Speaking at a technology conference in California, Cook said: “I’m finding personally that I’m discovering a whole lot of music that I wasn’t listening to before. I think it’s fabulous, and to have over 15 million on there, and 6.5 million in the paid category, I’m really happy about it. And I think the runway here is really good.”
This is the first confirmation from Apple of how many people are signing up to its high-profile streaming service, which launched in June and was one of the main products of the $3 billion purchase of Beats Music just over a year ago. Apple's Eddy Cue had previously revealed that 11 million people had signed up for the free trial.
Apple Music is available to everyone with an Apple account and is available on iPhone and iPad as well as through iTunes on laptops and desktop computers. It allows users to stream a catalog of 30 million tracks as well as get access to curated playlists and the Beats One music station which is manned by DJs around the world.
Every users gets a free three-month trial when they first sign up, with Apple automatically checking the box for auto-renewal, meaning that many people would have been charged for Apple Music unknowingly once the initial three month trial ran out at the end of September.

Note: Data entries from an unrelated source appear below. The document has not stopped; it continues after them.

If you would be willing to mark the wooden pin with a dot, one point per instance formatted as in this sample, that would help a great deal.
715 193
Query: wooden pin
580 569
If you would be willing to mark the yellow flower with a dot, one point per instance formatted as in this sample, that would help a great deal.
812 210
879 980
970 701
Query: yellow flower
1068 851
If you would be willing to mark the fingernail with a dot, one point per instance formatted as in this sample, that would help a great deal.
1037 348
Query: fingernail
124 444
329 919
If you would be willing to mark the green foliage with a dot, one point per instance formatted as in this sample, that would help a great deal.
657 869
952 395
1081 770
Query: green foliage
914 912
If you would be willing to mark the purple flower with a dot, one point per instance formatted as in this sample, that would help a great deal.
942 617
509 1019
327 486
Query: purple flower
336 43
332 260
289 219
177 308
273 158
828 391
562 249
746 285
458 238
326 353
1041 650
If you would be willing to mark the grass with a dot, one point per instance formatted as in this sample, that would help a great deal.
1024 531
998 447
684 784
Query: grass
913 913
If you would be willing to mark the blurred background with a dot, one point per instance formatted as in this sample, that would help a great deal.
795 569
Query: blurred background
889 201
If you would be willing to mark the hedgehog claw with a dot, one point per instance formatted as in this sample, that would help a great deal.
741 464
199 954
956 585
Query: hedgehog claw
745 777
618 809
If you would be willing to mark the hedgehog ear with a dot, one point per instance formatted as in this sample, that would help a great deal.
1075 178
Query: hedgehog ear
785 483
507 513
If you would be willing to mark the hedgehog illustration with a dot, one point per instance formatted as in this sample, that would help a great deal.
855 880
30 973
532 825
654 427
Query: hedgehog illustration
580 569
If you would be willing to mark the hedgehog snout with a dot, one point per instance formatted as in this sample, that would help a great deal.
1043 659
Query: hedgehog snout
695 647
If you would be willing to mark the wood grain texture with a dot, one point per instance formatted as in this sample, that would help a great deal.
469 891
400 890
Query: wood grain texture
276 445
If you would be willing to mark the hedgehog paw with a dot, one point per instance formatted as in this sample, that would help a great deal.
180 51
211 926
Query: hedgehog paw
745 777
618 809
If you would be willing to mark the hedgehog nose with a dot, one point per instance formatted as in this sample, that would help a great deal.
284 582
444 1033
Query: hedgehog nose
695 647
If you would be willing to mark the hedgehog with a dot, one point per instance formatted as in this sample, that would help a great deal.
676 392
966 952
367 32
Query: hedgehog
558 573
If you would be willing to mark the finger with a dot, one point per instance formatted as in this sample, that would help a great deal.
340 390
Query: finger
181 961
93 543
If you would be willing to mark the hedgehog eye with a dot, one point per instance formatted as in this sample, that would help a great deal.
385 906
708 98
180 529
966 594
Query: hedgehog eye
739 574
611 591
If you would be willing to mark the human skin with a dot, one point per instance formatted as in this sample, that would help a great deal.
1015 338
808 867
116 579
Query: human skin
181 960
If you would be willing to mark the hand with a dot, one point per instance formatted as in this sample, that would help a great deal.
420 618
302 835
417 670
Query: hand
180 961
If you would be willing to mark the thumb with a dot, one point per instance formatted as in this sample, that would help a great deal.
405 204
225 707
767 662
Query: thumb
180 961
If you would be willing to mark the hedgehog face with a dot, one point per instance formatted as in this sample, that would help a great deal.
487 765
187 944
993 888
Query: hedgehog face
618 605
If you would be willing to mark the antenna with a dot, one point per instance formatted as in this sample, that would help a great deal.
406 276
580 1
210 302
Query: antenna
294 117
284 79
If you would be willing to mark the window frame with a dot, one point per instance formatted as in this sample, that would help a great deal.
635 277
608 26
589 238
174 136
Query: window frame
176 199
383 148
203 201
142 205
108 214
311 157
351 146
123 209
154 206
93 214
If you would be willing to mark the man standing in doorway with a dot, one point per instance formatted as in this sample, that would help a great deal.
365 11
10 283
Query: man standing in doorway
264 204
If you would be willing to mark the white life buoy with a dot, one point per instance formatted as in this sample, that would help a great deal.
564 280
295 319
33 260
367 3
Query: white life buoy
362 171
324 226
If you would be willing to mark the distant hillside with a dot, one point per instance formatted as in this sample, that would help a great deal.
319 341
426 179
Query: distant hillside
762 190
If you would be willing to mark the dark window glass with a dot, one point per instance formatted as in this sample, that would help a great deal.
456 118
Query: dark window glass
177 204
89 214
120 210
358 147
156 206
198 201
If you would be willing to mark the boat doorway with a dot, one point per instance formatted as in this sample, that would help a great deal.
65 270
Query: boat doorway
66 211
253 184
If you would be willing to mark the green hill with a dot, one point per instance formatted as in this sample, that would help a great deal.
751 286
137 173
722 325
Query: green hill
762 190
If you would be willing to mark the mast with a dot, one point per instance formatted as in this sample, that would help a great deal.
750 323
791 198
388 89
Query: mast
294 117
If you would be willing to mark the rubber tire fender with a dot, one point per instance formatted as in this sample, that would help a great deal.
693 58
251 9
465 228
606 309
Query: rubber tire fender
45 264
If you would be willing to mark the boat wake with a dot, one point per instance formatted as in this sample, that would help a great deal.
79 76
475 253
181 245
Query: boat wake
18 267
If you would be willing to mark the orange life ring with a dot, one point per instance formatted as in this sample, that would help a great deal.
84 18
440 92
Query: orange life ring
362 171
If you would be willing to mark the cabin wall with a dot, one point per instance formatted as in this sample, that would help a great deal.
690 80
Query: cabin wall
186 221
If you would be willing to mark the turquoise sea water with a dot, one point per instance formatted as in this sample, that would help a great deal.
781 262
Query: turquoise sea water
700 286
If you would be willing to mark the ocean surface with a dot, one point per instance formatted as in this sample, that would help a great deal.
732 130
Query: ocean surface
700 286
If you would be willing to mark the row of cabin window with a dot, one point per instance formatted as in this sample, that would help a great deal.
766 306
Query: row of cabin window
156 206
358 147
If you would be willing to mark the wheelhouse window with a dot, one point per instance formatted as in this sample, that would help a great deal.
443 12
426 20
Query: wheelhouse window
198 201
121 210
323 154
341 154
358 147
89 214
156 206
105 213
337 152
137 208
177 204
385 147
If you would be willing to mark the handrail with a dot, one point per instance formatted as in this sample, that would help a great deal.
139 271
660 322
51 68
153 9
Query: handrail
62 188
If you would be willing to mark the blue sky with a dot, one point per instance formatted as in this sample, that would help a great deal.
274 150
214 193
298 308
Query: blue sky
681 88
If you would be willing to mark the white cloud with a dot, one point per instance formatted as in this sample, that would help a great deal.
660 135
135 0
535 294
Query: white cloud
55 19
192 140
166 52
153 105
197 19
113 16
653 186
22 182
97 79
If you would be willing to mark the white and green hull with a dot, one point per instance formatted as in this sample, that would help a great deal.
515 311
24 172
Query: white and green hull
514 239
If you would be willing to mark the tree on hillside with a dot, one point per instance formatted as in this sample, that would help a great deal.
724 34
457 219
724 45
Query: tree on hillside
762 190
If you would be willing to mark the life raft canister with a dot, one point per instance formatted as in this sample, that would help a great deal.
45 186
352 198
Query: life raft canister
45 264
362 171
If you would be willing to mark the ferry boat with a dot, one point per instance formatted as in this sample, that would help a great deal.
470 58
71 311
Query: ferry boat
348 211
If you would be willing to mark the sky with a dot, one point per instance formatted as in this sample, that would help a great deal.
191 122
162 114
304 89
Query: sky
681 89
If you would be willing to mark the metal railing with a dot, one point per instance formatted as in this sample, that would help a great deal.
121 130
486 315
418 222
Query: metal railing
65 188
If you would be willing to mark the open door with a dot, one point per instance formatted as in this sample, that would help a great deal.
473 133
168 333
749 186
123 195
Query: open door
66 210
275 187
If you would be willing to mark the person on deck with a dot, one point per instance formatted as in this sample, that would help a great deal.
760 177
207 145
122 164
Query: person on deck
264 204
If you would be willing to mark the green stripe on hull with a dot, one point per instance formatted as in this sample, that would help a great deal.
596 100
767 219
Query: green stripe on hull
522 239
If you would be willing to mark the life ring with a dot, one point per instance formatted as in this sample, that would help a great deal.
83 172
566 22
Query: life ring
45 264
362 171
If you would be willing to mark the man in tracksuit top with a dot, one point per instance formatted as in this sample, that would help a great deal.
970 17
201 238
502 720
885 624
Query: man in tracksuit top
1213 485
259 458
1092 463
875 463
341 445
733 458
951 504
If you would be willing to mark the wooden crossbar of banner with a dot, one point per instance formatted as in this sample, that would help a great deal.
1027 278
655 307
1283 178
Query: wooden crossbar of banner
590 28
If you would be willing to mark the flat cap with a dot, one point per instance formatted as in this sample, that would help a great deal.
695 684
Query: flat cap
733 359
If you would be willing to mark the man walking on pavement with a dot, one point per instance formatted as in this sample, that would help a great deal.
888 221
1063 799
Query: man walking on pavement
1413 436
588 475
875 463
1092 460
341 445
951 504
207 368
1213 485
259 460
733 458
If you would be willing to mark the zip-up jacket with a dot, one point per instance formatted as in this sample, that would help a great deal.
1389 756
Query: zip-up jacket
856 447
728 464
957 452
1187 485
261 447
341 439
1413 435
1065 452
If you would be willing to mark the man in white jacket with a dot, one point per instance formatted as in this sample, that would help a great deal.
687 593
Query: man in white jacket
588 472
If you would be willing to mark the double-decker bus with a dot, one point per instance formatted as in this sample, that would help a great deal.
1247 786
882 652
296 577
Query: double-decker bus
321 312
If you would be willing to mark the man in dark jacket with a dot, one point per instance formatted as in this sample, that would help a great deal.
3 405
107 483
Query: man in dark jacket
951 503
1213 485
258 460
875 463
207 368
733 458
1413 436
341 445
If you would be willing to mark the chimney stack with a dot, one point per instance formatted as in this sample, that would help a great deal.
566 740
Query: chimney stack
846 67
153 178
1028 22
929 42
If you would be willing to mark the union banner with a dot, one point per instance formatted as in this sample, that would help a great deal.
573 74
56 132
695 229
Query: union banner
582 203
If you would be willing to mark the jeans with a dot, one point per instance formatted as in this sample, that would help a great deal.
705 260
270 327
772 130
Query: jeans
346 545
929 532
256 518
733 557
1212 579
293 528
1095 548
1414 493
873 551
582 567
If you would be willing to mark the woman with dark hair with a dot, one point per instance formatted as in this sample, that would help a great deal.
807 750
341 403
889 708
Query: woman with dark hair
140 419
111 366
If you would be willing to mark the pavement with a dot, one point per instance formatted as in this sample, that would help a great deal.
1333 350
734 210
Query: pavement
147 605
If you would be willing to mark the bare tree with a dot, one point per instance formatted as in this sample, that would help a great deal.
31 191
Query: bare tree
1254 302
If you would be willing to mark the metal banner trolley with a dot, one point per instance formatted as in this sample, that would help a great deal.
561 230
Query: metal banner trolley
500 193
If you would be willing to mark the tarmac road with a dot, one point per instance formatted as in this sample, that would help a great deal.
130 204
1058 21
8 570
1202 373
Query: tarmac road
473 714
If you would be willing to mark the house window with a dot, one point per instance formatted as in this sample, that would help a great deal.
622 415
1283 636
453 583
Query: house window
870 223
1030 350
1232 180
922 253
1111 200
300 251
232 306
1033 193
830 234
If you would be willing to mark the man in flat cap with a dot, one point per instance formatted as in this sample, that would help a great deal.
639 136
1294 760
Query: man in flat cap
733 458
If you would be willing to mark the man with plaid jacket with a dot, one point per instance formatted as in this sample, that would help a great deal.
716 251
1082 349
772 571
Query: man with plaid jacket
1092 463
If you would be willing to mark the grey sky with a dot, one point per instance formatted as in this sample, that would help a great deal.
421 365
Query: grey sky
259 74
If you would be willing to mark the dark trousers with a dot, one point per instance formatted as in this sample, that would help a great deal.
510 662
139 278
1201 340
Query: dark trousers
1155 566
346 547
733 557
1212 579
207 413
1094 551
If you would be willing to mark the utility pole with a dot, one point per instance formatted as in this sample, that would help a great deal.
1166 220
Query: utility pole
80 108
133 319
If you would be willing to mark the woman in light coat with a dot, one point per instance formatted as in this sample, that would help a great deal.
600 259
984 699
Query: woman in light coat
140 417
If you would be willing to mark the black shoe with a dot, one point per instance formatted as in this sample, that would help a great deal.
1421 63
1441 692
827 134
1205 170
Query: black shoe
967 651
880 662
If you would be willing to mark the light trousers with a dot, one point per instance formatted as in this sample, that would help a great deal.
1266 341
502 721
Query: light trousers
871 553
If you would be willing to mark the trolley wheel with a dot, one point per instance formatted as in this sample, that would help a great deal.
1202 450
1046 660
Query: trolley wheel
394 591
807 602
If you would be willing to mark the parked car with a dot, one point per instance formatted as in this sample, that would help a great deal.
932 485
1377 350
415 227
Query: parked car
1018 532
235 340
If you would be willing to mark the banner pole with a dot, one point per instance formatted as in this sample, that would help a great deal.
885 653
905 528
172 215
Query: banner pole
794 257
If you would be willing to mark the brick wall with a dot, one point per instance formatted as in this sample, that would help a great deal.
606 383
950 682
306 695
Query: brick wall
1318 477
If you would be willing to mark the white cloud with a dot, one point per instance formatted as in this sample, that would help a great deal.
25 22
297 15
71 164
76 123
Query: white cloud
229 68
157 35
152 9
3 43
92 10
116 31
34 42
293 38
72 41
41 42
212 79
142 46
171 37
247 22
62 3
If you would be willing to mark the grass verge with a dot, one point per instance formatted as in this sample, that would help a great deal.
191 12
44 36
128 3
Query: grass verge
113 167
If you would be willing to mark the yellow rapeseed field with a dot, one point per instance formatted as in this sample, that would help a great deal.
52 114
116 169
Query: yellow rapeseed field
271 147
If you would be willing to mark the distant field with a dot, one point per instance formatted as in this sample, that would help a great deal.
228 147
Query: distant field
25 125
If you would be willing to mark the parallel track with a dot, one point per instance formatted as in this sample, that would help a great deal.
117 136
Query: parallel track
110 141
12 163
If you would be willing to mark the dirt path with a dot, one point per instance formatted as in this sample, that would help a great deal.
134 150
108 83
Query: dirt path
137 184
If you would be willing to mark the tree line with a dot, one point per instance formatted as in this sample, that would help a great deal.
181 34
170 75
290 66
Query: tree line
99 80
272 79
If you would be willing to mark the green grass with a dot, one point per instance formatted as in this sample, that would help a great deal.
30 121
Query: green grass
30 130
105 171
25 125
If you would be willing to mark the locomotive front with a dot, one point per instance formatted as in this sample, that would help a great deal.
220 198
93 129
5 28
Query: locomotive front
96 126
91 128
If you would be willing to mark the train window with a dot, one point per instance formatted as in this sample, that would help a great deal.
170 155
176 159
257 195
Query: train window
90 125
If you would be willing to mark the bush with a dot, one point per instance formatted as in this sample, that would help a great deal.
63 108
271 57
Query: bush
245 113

Some industry analysts predict this means we will see a drop in subscriber numbers after that one month of paid subscription.
In August, music industry analyst Mark Mulligan from Midia Research predicted that up to 50% of those 6.5 million paid subscribers could leave the service by the end of the first month. "The clever bit for Apple is that the total number of reportable subscribers, the ‘ever subscriber’ number, will be around 6 million because of those extra 3 million that accidentally paid for 1 month. And because Apple Music should be growing at pace over the next 12 months, we’ll never even see the impact of that 3 million being wiped off the subscriber count, with them quickly replaced by new additions."